If you're even more paranoid, you can use a self-hosted web search engine. For my own and community use, I'm hosting two web search engines:
- The first, https://libre-find.online/, is a LibreY instance, which gives you results from Brave Search, DuckDuckGo, Ecosia, Google, Mojeek, and Yandex Search. Additionally, you can search for images, videos, torrents, and maps. You can also connect to Libre-Find.Online with a Tor-compatible browser such as the Tor Browser or Brave, using the address http://ug3lz3wdjxljv5fxyoicgcugmcsuym5e4zgxggotjdscdrdwid7s2mqd.onion/.
- The second search engine I'm self-hosting is a YaCy instance at https://yacy.nube-gran.de.

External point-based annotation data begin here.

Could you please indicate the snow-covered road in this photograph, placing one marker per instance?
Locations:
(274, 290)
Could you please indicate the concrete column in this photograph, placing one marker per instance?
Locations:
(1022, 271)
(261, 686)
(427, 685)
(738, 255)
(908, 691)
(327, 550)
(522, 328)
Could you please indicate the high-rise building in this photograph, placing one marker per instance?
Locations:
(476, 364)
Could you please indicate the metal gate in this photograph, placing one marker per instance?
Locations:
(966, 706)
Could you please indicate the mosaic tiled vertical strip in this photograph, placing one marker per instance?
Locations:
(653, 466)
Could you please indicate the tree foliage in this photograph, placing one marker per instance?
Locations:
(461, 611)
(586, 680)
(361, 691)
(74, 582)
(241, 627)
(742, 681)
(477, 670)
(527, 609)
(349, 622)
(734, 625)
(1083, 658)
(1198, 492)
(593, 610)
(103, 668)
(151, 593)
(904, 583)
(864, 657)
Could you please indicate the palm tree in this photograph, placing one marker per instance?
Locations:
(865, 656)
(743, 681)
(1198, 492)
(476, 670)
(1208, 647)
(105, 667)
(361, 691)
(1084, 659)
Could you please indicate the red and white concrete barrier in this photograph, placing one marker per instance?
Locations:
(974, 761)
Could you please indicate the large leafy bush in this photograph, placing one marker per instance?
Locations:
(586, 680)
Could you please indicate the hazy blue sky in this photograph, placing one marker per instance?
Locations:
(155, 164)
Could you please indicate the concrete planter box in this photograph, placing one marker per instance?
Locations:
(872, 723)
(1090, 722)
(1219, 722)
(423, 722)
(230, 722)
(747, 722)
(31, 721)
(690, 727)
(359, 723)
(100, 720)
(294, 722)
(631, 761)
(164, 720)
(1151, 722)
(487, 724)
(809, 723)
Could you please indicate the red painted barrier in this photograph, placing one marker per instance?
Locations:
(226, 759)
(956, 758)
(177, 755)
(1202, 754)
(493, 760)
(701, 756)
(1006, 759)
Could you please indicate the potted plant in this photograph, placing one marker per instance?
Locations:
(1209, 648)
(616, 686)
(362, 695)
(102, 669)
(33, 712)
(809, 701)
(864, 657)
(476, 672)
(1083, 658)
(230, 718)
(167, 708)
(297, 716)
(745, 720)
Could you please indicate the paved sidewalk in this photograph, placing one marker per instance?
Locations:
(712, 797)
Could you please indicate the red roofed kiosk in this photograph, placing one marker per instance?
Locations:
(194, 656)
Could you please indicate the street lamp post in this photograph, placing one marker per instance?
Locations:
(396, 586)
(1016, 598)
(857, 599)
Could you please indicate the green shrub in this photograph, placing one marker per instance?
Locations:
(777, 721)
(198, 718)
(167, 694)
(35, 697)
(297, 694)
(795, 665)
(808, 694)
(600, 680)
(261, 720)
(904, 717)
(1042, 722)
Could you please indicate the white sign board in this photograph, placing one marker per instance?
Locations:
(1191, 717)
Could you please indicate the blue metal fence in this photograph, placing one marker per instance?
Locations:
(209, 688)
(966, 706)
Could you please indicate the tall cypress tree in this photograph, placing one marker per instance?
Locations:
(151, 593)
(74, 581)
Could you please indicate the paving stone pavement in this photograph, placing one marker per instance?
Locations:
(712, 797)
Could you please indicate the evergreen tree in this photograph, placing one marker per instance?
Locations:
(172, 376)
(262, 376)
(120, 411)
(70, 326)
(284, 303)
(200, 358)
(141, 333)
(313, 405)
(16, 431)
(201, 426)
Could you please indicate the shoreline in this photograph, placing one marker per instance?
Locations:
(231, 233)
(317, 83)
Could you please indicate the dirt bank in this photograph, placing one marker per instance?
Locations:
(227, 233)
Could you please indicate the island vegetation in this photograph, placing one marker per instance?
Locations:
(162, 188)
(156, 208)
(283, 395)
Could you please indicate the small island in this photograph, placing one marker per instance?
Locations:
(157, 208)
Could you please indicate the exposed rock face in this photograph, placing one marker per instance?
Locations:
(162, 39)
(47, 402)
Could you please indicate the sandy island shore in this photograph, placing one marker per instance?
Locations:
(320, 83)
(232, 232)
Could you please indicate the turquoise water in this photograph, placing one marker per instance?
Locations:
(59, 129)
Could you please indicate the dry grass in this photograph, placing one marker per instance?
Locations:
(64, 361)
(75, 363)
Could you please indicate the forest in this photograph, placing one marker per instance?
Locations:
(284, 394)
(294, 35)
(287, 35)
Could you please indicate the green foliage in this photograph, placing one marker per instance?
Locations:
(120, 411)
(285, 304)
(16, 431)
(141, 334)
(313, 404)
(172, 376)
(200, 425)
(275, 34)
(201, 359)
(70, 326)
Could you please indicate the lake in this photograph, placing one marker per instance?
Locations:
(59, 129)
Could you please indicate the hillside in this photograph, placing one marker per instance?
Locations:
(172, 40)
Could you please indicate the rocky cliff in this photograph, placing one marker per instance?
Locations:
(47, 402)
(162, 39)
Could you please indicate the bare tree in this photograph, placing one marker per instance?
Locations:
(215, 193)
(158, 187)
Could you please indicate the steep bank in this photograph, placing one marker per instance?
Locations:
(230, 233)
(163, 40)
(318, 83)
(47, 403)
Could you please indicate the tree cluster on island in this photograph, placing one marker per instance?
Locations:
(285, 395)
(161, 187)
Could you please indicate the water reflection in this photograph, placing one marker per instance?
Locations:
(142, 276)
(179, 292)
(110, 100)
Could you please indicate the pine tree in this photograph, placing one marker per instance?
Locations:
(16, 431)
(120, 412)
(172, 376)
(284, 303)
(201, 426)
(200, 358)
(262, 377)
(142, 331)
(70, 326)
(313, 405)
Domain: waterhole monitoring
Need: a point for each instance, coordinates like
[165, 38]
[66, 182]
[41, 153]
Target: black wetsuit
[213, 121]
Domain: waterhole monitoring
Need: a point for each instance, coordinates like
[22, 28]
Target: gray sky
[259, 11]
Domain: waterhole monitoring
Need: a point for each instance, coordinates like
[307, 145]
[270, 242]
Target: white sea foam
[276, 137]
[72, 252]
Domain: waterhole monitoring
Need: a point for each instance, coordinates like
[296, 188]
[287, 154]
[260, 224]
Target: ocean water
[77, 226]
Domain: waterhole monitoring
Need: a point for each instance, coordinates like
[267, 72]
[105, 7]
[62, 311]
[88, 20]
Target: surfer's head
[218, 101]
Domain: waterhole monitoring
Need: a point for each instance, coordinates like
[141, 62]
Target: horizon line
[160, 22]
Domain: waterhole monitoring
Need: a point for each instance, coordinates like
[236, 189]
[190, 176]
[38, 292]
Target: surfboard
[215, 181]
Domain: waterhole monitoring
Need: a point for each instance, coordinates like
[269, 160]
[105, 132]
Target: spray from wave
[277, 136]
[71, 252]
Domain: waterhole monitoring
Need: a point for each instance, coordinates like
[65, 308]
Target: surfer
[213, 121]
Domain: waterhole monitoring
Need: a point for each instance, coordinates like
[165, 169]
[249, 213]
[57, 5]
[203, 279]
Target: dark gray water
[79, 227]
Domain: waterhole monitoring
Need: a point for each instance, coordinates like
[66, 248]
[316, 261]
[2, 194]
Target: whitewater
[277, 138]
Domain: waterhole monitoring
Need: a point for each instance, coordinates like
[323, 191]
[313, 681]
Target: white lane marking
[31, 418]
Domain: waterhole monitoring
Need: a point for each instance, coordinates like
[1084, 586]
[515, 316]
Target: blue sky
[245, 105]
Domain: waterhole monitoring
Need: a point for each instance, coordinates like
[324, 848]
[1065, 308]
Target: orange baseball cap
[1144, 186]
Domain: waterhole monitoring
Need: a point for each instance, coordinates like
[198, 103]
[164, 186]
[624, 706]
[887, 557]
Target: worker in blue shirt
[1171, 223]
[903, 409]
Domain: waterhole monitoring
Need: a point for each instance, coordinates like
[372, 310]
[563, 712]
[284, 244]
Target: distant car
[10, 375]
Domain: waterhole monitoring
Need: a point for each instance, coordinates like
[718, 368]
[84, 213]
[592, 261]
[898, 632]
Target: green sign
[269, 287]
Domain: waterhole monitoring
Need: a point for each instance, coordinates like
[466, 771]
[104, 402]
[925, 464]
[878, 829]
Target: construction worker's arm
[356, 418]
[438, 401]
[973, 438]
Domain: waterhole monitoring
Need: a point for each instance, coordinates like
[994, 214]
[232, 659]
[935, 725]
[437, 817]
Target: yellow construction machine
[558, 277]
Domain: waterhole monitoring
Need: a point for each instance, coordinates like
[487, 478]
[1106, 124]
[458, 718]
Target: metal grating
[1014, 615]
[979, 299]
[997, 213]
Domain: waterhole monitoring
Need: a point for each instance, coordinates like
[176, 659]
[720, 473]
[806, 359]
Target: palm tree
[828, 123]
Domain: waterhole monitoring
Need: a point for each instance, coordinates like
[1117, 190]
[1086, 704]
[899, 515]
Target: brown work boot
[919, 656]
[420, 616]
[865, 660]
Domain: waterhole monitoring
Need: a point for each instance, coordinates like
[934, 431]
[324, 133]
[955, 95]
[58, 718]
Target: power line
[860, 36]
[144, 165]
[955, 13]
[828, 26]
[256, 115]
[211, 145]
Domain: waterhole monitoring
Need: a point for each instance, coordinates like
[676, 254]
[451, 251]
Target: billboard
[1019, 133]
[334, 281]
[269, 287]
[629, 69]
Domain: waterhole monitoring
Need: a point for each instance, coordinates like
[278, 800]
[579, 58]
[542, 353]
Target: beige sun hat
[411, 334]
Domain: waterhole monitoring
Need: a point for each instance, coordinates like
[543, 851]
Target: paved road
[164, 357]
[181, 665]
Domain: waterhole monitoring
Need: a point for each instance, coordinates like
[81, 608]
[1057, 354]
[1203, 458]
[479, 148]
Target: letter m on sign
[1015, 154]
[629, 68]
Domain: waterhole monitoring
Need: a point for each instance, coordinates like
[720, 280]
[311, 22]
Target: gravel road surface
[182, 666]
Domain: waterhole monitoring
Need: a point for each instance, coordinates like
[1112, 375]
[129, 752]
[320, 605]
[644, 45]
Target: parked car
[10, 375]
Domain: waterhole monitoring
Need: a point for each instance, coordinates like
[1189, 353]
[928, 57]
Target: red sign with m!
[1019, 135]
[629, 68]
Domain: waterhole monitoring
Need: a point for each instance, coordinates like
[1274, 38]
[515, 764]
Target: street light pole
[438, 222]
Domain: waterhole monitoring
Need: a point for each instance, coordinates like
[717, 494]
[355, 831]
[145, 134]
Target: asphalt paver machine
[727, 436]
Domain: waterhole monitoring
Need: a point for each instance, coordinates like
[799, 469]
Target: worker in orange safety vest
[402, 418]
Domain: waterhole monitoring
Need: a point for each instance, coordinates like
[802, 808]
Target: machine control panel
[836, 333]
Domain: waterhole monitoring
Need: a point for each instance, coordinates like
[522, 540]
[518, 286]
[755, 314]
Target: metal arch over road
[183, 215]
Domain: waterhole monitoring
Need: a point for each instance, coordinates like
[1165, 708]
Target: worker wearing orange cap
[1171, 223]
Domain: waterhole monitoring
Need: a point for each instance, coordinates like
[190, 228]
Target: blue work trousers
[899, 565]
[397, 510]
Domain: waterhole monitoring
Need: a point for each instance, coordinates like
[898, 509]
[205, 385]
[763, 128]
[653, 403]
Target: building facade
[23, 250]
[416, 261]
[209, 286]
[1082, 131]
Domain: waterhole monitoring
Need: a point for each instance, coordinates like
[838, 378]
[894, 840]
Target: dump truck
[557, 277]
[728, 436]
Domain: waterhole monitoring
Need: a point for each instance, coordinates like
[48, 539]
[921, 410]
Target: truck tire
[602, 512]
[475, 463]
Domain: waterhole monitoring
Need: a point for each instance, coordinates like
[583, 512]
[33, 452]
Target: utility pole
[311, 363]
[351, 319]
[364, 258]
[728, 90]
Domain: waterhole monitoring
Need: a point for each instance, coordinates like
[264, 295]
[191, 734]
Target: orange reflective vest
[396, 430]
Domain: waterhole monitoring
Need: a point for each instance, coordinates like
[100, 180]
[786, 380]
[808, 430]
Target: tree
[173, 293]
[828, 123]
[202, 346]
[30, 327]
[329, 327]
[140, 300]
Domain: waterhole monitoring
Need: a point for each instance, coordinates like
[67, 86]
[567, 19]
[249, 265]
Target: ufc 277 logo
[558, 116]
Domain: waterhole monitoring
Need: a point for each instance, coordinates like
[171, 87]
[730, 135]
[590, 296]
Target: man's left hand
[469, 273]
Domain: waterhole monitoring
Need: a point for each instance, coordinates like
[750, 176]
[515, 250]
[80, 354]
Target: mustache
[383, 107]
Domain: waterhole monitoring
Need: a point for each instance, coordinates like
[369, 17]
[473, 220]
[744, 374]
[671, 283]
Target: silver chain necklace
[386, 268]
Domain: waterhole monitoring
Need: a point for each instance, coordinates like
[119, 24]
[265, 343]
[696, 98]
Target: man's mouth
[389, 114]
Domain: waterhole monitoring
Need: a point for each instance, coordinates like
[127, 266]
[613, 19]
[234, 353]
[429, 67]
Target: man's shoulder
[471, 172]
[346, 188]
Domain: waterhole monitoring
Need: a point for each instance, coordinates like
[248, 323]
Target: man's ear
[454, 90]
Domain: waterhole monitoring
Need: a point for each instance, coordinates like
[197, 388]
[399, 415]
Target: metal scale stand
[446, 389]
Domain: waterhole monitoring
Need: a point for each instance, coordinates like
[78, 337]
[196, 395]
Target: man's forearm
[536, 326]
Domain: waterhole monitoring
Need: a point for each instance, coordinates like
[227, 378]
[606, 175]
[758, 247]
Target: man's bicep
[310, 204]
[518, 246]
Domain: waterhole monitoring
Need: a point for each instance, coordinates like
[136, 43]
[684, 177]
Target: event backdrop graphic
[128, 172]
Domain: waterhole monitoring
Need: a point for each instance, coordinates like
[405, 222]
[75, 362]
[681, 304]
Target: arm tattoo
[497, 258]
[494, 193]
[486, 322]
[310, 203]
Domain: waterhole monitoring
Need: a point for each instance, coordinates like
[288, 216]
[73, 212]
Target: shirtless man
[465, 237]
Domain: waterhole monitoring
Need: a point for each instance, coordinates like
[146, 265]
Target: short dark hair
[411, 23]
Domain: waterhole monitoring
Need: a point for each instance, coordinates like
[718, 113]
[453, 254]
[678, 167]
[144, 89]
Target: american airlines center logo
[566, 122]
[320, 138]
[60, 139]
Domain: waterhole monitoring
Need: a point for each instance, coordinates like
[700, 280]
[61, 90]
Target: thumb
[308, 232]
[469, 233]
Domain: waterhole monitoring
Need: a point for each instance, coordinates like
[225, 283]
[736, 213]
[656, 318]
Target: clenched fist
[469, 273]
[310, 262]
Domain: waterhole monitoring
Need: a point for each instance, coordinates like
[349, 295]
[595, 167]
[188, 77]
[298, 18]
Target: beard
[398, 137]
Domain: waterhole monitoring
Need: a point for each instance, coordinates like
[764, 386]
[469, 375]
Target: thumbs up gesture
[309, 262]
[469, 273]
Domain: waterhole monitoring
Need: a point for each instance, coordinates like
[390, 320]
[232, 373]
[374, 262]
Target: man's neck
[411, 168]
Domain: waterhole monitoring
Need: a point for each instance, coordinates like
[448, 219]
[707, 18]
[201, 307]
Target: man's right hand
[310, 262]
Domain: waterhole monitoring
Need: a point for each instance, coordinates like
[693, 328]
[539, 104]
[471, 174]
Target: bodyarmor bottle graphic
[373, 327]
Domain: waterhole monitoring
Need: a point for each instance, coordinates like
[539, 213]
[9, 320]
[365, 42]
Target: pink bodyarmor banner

YaCy is not only a peer-to-peer (P2P) search but also a web crawler, i.e., the instance can index pages that might be less interesting to commercial crawlers and web searches. Since YaCy instances connect to each other, a distributed search index is available for P2P searches. You can see the integration of my instance in the YaCy network at https://yacy.nube-gran.de/Network.html. The name of my node is 'PRESIDENTA' in honor of the first female president of Mexico, Dr. Claudia Sheinbaum Pardo.
Good luck with your private web searches!